If you want to keep your addiction — and your treatment plan — private, you’re not alone. And there are two rules that ensure discretion from rehab centers.
HIPAA: Protects All Medical Records
The Health Insurance Portability and Accountability Act (HIPAA) applies to any kind of health care you’ll get, including addiction care.
This is an old rule, and it’s responsible for a lot of the paperwork you sign whenever you go to the doctor’s office. That form about releasing information? It stems from HIPAA regulations.
The U.S. Department of Health and Human Services says HIPAA should protect your individually identifiable health information. That includes:
- Data about your physical and mental health.
- Specifics about the care you’ve received.
- Costs associated with your care.
- Your identity, including your name and Social Security Number.
If your doctor kept all of this information about you a secret, it would be really hard for you to get treatment. Anytime you saw someone new, like a nurse, you’d have to explain what’s happening and how it should be addressed.
HIPAA isn’t made to grind your treatment to a halt. Instead, it contains provisions that help teams transfer some data efficiently. Your doctor can disclose your personal information to:
- Treatment teams. If you’re seeing a new provider, that person can access your records.
- Billing departments. Data that involves payment can be shared with organizations that need your money.
- Operations centers. Your data can be used to help your facility get better, apply for insurance, and handle administrative tasks.
Typically, you need to approve these disclosures. And you can disagree with some or all of them and still get the help you need.
For some activists, these protections didn’t go far enough to protect people fighting addictions. New rules should help, they thought.
42 CFR Part 2: Additional Protection
HIPAA still applies to any treatment team supporting you through your addiction. But the care you get for substance abuse is protected even more with 42 CFR Part 2, which is typically called simply Part 2.
This rule also comes with a release form. It gives you control over what your doctor can share and what must be protected. The rule is very strict. As experts explain, without your permission, your doctor can’t even include information about your addiction in your medical record.
Think about that for a minute.
You could get treatment for addiction in a reputable facility. You might stay there for weeks or even months. But when a new doctor looks at your chart, all of those details could be missing, almost as though it never happened.

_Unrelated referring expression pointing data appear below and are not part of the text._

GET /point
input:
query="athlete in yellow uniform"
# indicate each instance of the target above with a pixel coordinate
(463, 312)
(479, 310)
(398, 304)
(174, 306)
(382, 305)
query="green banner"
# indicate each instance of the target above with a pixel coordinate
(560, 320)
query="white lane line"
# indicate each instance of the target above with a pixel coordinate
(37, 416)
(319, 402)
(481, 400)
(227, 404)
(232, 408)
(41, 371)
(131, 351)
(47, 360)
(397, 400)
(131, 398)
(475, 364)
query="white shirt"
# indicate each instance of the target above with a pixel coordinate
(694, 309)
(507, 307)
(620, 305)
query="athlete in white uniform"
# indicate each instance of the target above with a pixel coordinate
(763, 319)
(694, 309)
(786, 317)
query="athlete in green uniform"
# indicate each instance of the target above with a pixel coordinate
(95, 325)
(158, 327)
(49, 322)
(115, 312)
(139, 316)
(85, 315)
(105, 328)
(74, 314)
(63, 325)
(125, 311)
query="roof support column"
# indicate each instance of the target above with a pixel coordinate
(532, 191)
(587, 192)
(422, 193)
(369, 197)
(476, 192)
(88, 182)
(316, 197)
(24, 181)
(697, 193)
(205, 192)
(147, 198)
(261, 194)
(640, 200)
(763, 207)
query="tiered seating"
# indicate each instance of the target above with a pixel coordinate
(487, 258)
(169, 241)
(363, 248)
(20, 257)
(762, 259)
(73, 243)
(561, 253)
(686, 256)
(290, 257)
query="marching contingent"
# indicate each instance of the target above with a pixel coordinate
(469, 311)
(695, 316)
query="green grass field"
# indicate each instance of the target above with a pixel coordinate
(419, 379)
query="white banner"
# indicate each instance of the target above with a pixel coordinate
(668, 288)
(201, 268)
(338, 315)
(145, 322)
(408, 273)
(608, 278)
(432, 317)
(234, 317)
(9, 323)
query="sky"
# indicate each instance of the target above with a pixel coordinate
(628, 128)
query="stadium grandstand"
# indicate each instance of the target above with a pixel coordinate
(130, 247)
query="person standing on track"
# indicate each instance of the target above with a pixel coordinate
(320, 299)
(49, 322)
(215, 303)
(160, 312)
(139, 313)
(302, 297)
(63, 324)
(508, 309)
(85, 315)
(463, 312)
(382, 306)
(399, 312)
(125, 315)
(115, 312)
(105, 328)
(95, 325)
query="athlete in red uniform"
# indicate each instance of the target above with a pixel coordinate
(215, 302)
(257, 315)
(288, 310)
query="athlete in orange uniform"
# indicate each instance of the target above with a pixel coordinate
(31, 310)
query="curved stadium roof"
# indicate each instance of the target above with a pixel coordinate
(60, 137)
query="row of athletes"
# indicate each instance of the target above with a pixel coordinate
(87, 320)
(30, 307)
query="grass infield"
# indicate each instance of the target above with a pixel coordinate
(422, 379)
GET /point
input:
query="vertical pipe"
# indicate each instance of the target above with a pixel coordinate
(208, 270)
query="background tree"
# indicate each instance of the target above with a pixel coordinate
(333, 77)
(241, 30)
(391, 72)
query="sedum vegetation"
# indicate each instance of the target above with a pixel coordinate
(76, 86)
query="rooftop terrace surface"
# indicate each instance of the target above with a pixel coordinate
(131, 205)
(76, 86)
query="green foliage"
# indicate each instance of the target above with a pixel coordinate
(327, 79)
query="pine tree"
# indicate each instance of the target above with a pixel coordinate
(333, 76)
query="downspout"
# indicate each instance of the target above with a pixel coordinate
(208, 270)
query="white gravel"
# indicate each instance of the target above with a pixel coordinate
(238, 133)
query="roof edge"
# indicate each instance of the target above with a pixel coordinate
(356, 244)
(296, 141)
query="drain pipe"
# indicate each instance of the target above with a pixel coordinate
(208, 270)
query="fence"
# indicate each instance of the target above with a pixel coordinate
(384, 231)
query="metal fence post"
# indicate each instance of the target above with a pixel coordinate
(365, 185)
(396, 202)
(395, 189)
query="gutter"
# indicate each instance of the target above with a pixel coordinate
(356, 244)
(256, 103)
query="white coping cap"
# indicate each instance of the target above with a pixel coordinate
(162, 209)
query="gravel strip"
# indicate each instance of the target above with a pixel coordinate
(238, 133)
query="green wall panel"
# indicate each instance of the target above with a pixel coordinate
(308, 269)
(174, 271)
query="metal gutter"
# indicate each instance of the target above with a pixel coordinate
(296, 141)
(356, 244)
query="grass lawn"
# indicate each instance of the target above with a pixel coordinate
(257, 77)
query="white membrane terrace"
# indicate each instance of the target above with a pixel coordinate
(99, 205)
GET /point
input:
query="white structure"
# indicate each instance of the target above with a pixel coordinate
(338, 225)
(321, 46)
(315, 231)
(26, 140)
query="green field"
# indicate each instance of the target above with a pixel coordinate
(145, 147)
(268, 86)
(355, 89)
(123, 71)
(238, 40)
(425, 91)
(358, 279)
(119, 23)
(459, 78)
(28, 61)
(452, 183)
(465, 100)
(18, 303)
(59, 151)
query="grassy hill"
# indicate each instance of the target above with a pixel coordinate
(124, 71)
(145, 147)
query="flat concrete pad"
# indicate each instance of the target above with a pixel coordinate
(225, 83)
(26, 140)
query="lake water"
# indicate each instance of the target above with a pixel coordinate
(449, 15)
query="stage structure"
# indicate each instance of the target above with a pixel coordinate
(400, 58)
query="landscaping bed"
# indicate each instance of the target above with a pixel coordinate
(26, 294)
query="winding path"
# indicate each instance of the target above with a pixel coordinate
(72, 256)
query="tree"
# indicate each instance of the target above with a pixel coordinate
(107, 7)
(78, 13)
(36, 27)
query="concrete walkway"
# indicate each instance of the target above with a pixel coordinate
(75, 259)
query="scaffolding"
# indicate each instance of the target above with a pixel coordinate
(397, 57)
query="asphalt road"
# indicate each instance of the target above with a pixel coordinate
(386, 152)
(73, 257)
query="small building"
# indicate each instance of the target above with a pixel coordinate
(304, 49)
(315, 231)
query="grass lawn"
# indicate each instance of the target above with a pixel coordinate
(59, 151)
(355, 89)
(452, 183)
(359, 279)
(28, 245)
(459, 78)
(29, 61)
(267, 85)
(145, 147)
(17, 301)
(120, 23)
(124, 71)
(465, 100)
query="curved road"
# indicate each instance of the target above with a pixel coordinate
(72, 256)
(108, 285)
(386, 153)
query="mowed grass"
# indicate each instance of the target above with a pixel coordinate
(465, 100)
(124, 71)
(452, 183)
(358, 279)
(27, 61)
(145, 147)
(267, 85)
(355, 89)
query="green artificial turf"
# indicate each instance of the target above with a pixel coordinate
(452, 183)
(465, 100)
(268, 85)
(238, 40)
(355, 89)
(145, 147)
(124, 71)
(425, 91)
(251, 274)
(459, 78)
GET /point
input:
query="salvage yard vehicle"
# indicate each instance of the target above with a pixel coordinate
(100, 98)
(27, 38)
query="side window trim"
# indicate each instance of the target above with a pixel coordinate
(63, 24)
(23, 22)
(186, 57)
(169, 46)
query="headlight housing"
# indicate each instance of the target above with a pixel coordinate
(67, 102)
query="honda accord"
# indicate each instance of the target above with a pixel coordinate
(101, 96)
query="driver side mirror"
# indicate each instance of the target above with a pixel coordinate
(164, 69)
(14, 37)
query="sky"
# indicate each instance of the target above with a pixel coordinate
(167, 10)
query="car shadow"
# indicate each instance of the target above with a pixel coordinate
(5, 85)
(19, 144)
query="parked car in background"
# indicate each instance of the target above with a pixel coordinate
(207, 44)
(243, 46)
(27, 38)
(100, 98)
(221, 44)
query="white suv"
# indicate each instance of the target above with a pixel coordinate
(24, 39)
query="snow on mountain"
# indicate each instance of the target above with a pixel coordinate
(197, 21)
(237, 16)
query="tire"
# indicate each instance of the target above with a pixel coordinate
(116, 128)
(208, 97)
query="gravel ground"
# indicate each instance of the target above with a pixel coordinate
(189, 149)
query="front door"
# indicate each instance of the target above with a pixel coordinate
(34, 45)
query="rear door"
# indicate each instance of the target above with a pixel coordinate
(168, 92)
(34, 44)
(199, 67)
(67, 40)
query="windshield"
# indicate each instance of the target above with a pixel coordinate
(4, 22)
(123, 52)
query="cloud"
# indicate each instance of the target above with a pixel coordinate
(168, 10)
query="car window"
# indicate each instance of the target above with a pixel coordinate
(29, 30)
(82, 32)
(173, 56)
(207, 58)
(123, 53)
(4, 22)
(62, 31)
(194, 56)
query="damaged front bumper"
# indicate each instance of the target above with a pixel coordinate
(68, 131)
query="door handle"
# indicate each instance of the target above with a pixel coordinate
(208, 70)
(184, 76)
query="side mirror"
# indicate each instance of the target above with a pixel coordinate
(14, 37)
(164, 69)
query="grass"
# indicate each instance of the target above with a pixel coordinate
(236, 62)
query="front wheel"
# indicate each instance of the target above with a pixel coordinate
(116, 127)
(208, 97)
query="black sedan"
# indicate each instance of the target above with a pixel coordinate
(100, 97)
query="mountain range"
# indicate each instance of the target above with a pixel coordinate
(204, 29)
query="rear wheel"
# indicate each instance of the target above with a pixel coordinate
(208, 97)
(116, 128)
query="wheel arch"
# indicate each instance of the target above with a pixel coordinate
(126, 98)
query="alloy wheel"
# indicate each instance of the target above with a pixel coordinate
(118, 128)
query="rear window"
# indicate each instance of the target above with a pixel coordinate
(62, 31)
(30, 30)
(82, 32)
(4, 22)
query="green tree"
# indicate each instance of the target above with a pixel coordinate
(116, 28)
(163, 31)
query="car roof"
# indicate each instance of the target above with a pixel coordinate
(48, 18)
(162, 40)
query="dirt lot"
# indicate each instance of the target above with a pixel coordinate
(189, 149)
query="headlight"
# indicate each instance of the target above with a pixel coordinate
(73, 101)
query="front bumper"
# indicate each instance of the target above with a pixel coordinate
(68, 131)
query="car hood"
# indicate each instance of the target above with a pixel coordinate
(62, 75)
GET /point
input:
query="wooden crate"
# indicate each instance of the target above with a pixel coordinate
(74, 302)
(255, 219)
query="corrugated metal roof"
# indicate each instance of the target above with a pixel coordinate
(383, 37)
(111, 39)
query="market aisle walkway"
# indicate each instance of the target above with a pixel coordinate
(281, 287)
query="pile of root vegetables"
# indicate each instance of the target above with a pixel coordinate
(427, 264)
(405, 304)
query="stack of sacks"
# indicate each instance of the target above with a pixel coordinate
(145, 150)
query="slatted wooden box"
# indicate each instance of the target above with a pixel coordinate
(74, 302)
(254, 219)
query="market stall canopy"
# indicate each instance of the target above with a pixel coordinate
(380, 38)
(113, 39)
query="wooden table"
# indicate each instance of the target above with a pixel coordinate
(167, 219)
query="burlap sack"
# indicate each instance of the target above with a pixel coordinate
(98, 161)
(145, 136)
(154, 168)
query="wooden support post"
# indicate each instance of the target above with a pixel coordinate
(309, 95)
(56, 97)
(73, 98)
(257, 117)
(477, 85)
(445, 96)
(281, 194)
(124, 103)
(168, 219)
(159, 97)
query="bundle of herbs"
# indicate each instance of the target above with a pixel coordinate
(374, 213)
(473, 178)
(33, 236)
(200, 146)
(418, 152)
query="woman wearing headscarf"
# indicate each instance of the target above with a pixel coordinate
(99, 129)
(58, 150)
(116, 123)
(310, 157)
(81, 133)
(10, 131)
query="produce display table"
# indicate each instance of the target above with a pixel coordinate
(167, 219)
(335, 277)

Your doctor can release information, says the Legal Action Center, if these circumstances apply:
- Medical emergencies
- Child abuse or neglect
- Criminal acts against staff or property
- Research requests
- Court orders
- Audits, evaluations, and other agreements
In those situations, your doctor can turn your records loose without asking for your permission first. But in almost every other case, your data will be private and discrete.
Will These Protections Last?
The need for privacy is timeless, and in this era of digital sharing and computer hacking, it’s more important than ever. There’s no reason to think that treatment groups will abandon years of tradition and start sharing your data everywhere. But the rules might change a bit in the future.
Advocacy groups worry about the Part 2 legislation that keeps addictions from your medical record. That could lead to overdoses, they say.
If you’re treated for a prescription painkiller addiction, and your new doctor gives you those pills to help you with a health problem, that could cost your life. And your doctor may never know it’s a problem unless you speak up.
Stripping that protection could save hundreds or thousands of lives, they say, and they’ve asked for that rule change in legislation currently working through Congress.
But there’s no guarantee that this bill will pass. Many don’t.
And even if it does, you will still have HIPAA protections that require discretion. Even if the laws do shift a bit, you’ll still be protected.
Your Privacy Matters
Concerns about stigma can keep you out of treatment. You don’t want people to know you’re struggling, and you hope to hide it from prying eyes. Your treatment team knows this. Rest assured that you’re in good hands.
Penalties for breaking HIPAA and Part 2 rules are severe, and they could cost a facility its license. No group that provides care wants to go out of business. They will do all they can to ensure that doesn’t happen.
So enroll in treatment today. Don’t let concerns about privacy keep you from the help you need.